The subject of this project is organizational mergers -- portrayed in terms of human experience (not the management, financial and organisational processes that we normally observe, and have endlessly explained to us, as the three categories of merger). Human experience in toto, of course, is not a stable object of inquiry, or if it is, it only becomes "stable" (open for scrutiny) through the imposition of scientific procedures of theoretical dissection and analytical methods. Yet, there remains the question  --  what about human experience as "a whole" or "as such"? What about that huge world of near-existential feeling that suddenly opens up on losing a job, having one's career buckled, or becoming the inadvertent victim of some corporate shift in priority? The realm of the "subjective" as so often dismissed as relative, endlessly variable and mutable, and not scientifically significant (unless it is made concrete in some way, through the imposition of scientific theory or method -- as it has with neuropsychology, or even confessional religion, or literary tradition and its fine conventions of diction and articulation). Rationalised theory and analysis -- like archaeology -- destroys its object in the very act of interrogation. How does experience itself become both subject and object of inquiry -- where the experience is preserved in the act of analysis?

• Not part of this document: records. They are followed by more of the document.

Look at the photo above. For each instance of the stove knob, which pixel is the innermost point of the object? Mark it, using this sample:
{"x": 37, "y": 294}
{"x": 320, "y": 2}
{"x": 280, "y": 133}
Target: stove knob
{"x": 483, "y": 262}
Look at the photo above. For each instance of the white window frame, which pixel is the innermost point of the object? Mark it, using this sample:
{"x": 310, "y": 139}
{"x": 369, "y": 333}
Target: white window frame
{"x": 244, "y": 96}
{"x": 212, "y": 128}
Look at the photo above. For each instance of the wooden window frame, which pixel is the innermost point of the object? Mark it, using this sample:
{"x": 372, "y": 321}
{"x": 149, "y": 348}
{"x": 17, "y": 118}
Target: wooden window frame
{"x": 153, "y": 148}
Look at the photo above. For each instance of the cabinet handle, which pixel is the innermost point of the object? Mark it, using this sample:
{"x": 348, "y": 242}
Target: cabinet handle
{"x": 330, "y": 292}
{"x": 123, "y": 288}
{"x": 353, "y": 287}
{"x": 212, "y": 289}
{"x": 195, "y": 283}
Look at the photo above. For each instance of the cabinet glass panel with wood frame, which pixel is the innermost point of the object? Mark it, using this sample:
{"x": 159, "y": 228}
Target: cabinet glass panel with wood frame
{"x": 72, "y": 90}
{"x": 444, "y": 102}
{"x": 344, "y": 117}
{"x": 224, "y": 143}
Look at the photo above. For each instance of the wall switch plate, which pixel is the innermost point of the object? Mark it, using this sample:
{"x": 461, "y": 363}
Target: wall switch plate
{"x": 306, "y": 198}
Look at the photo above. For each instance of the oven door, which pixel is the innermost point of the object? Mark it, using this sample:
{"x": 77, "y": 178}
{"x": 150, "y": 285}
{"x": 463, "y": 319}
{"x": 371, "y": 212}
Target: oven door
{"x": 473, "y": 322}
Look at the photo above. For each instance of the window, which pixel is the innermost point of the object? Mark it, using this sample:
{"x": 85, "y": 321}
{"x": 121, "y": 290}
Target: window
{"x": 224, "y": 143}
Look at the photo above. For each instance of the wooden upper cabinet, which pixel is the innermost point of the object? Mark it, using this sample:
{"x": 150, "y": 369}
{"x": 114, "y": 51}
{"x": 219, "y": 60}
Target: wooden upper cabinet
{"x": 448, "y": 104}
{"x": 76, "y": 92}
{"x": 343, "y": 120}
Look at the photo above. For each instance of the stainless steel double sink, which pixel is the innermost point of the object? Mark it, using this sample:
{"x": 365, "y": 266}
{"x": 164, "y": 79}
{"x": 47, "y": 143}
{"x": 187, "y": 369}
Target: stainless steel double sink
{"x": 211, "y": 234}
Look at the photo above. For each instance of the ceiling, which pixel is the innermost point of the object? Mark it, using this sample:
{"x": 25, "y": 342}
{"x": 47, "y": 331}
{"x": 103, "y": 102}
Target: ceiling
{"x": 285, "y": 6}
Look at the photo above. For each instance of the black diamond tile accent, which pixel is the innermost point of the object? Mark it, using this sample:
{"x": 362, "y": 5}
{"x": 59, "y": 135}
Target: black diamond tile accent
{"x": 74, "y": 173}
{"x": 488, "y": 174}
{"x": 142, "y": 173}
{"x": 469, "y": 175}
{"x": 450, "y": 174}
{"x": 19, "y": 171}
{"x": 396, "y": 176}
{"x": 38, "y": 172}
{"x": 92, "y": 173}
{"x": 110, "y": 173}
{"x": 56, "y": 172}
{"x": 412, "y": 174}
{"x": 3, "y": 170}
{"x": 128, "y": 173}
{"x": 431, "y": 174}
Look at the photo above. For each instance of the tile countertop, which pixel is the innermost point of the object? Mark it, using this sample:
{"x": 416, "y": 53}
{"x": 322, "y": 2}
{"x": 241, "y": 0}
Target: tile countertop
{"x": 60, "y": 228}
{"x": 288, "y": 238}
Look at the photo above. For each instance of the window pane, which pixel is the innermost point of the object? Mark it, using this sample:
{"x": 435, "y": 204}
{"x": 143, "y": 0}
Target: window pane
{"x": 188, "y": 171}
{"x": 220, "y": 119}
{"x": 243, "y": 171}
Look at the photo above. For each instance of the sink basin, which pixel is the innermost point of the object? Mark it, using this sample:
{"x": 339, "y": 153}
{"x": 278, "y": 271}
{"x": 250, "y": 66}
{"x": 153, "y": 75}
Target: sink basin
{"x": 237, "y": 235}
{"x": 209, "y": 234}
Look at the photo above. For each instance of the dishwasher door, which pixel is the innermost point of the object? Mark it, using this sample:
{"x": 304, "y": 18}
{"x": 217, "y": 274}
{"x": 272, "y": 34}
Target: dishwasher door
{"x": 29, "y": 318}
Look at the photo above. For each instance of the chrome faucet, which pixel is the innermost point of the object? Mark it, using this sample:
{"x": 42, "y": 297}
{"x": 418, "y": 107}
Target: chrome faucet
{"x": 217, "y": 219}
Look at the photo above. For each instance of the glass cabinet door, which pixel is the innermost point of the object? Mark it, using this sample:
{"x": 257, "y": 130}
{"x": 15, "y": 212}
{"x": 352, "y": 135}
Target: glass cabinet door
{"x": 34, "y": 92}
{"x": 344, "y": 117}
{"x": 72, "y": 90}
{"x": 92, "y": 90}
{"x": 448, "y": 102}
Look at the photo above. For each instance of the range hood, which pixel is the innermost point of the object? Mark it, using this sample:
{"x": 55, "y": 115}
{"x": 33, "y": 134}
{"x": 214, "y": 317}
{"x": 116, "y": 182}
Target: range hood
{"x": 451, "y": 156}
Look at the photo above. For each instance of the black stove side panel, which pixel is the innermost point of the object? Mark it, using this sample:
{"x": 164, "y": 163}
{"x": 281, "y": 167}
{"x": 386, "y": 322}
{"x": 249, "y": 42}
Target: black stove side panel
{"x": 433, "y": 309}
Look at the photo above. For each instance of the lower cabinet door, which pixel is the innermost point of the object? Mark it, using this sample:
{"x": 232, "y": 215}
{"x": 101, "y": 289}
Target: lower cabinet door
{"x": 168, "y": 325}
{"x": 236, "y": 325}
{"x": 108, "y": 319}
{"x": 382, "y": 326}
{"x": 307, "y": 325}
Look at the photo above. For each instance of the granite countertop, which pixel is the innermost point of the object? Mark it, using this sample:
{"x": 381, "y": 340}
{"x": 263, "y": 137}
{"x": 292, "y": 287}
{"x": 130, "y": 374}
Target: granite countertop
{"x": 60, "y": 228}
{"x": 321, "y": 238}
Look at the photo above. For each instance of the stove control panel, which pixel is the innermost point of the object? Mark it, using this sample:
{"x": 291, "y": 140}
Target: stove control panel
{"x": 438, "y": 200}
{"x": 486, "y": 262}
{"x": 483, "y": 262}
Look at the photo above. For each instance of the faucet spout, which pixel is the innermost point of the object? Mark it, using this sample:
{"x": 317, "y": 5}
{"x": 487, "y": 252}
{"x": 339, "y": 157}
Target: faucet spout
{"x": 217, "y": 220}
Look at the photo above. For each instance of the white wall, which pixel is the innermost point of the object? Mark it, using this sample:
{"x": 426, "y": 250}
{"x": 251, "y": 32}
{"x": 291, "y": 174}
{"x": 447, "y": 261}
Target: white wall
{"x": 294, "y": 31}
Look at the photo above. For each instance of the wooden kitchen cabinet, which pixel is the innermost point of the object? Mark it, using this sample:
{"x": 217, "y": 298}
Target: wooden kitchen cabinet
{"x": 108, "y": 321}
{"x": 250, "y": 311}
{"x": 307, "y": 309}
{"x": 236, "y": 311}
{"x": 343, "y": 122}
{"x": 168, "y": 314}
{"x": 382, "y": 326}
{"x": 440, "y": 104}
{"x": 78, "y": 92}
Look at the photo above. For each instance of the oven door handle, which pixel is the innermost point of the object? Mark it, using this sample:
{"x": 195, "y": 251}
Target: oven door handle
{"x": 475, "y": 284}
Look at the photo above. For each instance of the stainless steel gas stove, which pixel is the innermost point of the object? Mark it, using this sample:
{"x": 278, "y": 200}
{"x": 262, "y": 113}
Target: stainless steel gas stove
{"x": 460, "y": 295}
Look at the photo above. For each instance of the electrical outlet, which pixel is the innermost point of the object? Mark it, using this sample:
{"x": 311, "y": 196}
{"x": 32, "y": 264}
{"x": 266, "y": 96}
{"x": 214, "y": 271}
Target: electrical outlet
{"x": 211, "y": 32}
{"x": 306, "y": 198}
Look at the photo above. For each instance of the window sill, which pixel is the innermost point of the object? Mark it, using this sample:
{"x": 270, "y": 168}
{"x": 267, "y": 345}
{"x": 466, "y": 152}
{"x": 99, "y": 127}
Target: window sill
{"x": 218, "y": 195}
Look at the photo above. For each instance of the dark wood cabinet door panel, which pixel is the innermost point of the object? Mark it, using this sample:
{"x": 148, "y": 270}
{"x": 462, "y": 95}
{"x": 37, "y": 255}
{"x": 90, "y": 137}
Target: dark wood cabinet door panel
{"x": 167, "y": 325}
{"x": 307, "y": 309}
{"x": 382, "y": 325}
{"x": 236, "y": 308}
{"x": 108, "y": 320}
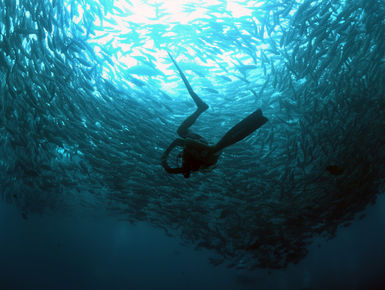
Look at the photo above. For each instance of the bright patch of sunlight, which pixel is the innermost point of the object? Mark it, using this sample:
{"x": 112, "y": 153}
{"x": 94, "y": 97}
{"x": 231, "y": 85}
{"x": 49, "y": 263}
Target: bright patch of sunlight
{"x": 127, "y": 14}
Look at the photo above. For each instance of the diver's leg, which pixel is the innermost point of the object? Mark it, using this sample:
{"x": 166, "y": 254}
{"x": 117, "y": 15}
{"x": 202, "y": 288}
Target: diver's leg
{"x": 198, "y": 101}
{"x": 241, "y": 130}
{"x": 183, "y": 129}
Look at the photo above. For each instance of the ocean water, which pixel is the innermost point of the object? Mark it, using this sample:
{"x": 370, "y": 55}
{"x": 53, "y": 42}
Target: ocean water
{"x": 90, "y": 100}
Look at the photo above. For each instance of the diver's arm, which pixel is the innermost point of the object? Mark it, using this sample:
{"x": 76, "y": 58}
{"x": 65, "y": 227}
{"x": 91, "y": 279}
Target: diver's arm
{"x": 175, "y": 143}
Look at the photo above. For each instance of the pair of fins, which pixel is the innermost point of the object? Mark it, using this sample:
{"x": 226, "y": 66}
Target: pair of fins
{"x": 240, "y": 131}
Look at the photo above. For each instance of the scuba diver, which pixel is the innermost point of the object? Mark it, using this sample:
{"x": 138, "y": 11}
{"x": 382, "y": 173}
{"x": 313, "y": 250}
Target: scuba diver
{"x": 197, "y": 154}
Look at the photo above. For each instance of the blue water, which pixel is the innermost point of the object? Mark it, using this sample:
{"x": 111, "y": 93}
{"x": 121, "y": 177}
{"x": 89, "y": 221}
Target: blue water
{"x": 90, "y": 100}
{"x": 59, "y": 252}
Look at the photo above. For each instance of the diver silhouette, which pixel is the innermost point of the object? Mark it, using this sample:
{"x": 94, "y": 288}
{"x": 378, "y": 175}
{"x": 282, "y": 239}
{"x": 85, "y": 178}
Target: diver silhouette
{"x": 197, "y": 154}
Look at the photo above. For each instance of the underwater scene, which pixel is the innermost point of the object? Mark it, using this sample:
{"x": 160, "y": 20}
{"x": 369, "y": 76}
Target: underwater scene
{"x": 224, "y": 144}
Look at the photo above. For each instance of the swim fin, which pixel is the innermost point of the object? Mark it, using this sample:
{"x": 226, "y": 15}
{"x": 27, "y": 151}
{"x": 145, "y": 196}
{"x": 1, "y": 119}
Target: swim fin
{"x": 241, "y": 130}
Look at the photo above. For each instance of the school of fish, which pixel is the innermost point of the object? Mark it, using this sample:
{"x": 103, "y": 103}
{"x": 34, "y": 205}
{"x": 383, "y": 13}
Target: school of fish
{"x": 79, "y": 129}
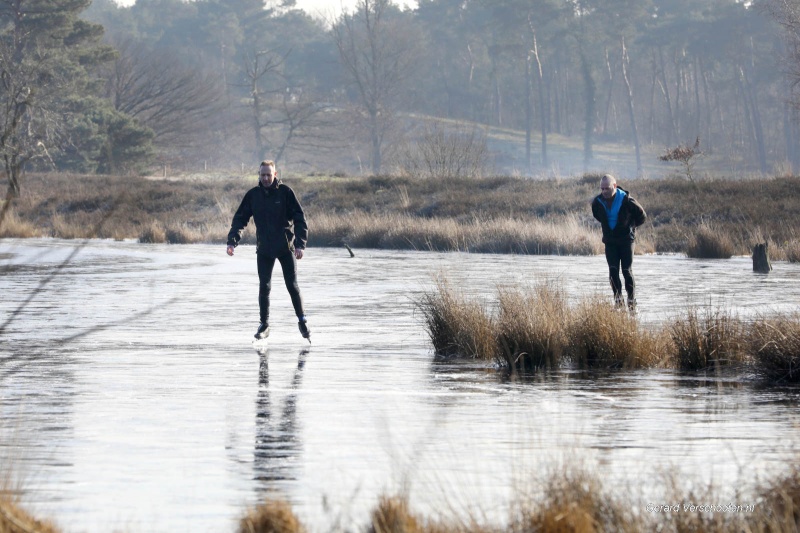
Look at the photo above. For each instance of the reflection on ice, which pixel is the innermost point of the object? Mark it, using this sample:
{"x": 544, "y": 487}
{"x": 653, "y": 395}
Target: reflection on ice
{"x": 277, "y": 443}
{"x": 133, "y": 399}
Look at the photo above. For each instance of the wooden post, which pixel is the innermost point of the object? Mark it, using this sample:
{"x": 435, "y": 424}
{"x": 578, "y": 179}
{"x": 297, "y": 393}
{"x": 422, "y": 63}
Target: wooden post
{"x": 761, "y": 258}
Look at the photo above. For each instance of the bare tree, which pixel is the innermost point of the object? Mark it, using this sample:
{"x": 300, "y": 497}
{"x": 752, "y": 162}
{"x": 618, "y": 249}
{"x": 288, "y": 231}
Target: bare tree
{"x": 261, "y": 69}
{"x": 155, "y": 88}
{"x": 377, "y": 51}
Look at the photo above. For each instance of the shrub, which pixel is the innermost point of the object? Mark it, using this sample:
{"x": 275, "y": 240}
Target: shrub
{"x": 705, "y": 339}
{"x": 774, "y": 345}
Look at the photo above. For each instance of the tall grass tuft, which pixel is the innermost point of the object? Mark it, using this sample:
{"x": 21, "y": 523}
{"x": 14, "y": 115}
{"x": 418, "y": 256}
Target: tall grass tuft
{"x": 272, "y": 516}
{"x": 576, "y": 502}
{"x": 707, "y": 338}
{"x": 710, "y": 243}
{"x": 14, "y": 519}
{"x": 456, "y": 325}
{"x": 153, "y": 233}
{"x": 13, "y": 226}
{"x": 774, "y": 345}
{"x": 531, "y": 326}
{"x": 601, "y": 336}
{"x": 392, "y": 515}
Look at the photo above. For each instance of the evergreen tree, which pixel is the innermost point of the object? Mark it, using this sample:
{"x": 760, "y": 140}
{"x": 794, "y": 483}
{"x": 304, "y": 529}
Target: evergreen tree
{"x": 45, "y": 51}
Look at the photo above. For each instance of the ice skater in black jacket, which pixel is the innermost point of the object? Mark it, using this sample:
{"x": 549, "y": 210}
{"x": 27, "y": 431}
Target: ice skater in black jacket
{"x": 619, "y": 215}
{"x": 281, "y": 233}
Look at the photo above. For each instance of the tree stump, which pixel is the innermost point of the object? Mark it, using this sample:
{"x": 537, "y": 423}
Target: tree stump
{"x": 761, "y": 258}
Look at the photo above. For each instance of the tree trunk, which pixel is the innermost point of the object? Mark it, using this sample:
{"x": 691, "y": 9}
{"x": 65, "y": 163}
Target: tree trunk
{"x": 611, "y": 75}
{"x": 754, "y": 118}
{"x": 542, "y": 110}
{"x": 376, "y": 142}
{"x": 761, "y": 258}
{"x": 673, "y": 134}
{"x": 589, "y": 97}
{"x": 528, "y": 113}
{"x": 631, "y": 113}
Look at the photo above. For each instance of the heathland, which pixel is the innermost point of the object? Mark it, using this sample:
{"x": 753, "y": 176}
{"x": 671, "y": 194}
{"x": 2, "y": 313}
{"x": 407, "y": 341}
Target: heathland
{"x": 705, "y": 217}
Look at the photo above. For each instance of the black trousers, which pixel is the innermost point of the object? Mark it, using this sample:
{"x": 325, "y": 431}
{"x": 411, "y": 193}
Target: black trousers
{"x": 289, "y": 267}
{"x": 620, "y": 254}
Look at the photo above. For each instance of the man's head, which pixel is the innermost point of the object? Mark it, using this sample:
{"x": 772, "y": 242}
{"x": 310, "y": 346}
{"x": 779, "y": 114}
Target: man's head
{"x": 267, "y": 173}
{"x": 608, "y": 186}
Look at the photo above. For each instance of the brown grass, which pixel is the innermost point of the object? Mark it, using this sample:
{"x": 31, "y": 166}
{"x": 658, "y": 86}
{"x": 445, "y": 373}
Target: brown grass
{"x": 531, "y": 325}
{"x": 708, "y": 338}
{"x": 708, "y": 242}
{"x": 457, "y": 325}
{"x": 601, "y": 336}
{"x": 271, "y": 516}
{"x": 13, "y": 226}
{"x": 14, "y": 519}
{"x": 494, "y": 214}
{"x": 576, "y": 502}
{"x": 534, "y": 328}
{"x": 774, "y": 344}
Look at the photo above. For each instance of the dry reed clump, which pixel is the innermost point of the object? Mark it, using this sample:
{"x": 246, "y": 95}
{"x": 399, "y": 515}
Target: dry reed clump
{"x": 774, "y": 345}
{"x": 708, "y": 242}
{"x": 272, "y": 516}
{"x": 602, "y": 336}
{"x": 14, "y": 519}
{"x": 393, "y": 515}
{"x": 457, "y": 326}
{"x": 576, "y": 502}
{"x": 531, "y": 326}
{"x": 438, "y": 235}
{"x": 13, "y": 226}
{"x": 565, "y": 236}
{"x": 406, "y": 232}
{"x": 706, "y": 339}
{"x": 154, "y": 233}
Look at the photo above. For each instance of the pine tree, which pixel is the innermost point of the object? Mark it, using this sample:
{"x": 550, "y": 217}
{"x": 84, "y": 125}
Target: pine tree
{"x": 45, "y": 54}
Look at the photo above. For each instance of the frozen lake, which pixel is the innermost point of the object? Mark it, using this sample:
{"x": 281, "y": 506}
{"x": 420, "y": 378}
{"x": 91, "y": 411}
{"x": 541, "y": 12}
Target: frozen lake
{"x": 132, "y": 397}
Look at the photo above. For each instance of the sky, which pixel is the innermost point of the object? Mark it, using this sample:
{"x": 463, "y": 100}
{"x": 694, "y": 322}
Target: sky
{"x": 316, "y": 7}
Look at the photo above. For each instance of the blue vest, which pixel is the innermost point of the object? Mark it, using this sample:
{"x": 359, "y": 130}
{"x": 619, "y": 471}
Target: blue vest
{"x": 613, "y": 211}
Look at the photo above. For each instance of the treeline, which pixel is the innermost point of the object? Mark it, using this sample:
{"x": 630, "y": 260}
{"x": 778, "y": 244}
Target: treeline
{"x": 221, "y": 82}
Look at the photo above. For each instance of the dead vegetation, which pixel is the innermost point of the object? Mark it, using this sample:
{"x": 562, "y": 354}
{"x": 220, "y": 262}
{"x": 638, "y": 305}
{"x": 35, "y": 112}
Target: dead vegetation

As an artistic project, this sculptural inquiry into corporate mergers, both defines and preserves something of the human experience of mergers -- in a way that is coherent and explicitly pertaining to a set of objective conditions (the total reconfiguration of the context and thus value of one's job and labour). And as a participatory project (12 participants, all of whom experienced the individual impact of a merger), the artists (researchers) maintained a sense of the complexity and individuality of each instance as expressive of forms of human experience to which we can all relate, whether we are familiar with the organisational change of a merger or not.